More than two dozen antiepileptic drugs (AEDs) are available in the United States, yet approximately one-third of epilepsy patients are refractory to AED treatment. Opportunity in this arena has spurred the development of a range of new AEDs targeting drug-resistant epilepsy, particularly highly refractory orphan pediatric subpopulations such as Lennox-Gastaut syndrome, Dravet syndrome, and acute repetitive seizures. In the past two years, six AEDs have been FDA-approved for refractory patients, and one more is on the near-term horizon. Understanding how prescribers perceive and plan to incorporate new brands in epilepsy is critical for developers facing a complicated, highly generic, and increasingly competitive market.

QUESTIONS ANSWERED

  • How do neurologists perceive the clinical profiles of recently launched and emerging brands?
  • How do neurologists currently prescribe or plan to prescribe new brands? How will they be incorporated into the treatment algorithm?
  • What are the top reasons why some neurologists do not prescribe or would refrain from prescribing recently launched or emerging brands?
  • How will the availability of new brands impact current prescribing for the broad epilepsy population, as well as for niche epilepsy subpopulations?

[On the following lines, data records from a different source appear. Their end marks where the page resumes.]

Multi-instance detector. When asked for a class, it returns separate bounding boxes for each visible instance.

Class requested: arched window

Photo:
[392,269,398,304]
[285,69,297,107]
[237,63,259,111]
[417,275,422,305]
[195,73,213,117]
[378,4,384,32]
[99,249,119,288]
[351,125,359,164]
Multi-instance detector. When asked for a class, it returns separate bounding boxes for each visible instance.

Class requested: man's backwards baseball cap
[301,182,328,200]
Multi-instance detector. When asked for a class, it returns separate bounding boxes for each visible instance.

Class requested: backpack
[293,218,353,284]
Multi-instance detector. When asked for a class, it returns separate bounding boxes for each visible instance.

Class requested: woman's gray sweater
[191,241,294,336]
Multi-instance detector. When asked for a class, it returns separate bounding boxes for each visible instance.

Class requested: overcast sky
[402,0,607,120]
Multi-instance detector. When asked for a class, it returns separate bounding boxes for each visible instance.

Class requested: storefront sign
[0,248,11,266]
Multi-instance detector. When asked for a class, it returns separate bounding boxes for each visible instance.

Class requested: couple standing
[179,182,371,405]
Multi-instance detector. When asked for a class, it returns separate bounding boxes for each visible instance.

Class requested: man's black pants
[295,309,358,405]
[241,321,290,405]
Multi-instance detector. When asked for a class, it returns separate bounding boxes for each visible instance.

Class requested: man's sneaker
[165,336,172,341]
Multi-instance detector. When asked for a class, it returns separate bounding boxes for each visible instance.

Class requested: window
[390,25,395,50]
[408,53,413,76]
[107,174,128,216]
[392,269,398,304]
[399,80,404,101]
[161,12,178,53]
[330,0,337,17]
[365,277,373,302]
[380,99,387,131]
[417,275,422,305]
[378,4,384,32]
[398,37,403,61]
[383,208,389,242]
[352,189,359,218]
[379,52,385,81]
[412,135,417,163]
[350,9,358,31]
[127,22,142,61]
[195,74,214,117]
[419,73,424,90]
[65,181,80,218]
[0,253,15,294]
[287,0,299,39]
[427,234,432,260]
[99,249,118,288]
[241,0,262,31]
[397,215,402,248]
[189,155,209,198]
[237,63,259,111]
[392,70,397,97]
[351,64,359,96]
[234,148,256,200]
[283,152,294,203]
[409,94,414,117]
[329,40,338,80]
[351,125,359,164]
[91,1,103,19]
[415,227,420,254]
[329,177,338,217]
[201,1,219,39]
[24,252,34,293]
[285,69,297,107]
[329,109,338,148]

Markets covered: United States.

Primary research: Survey of 98 U.S. neurologists.

Key companies: Aquestive Therapeutics, GW Pharmaceuticals, Neurelis, SK Biopharmaceuticals, UCB, Zogenix.

Key drugs: Epidiolex (CBD), Diacomit (stiripentol), Fintepla (fenfluramine), Xcopri (cenobamate), Nayzilam (intranasal midazolam), Libervant (buccal diazepam), Valtoco (intranasal diazepam).